# kleine Visualisierung auf einem CX



## egor (28 Juni 2010)

Hallo community, ich habe wieder mal ein kleines problemchen

Also ich will mir eine kleine visualisierung auf einem backhoff Panel erstellen. Das sind nur ein paar buttons und ein paar textfelder (wo sensor werte angezeigt werden sollen).

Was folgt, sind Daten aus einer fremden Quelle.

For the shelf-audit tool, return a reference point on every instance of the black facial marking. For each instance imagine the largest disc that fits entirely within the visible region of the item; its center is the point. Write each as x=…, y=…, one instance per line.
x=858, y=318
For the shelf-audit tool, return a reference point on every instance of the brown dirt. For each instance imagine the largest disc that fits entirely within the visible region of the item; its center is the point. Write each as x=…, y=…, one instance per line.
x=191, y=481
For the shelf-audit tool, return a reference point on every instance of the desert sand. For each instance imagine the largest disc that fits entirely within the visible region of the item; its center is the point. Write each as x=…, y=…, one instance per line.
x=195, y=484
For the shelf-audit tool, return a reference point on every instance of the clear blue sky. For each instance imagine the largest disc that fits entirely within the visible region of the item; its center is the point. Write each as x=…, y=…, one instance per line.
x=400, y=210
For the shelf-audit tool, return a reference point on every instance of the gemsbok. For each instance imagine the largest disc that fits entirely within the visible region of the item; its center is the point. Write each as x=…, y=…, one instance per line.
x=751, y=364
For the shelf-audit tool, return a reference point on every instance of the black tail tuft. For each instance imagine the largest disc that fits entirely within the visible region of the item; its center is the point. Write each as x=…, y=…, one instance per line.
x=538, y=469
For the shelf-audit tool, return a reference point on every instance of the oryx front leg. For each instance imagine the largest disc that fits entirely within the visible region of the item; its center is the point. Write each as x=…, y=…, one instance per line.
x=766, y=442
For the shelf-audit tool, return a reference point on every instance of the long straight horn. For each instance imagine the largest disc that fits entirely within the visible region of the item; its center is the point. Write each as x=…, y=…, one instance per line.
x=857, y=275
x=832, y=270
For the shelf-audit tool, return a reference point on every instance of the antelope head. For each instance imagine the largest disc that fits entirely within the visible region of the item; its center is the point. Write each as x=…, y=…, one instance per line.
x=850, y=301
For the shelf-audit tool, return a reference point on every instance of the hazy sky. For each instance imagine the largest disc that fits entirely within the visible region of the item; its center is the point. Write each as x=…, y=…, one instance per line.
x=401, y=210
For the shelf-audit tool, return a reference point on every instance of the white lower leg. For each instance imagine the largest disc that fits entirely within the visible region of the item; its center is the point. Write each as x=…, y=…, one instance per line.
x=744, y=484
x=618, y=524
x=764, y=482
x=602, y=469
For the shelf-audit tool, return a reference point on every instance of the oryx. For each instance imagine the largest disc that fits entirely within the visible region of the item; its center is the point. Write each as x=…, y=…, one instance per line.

ich würde das gerne mit dem visual studio 2008 realisieren, da gibts es eine anwedung für intelligente geräte (smartphones usw mit windows ce). Das panel von backhoff ist ebenfalls windows ce.
Nun habe ich keinerlei erfahrung mit dem programm visual studio 2008. Das sps programm für das panel ist bereits geschrieben.

Hat schonn jemmadn von euch TwinCat mit Visual Studio 2008 kombiniert und eine visualisierung gemacht? Wie stelle ich eine verbindung zwischen den geräten her? Was bracuhe ich dafür, welche bibliotheken oder welche .dll? Habe da was von ads.dll gelesen...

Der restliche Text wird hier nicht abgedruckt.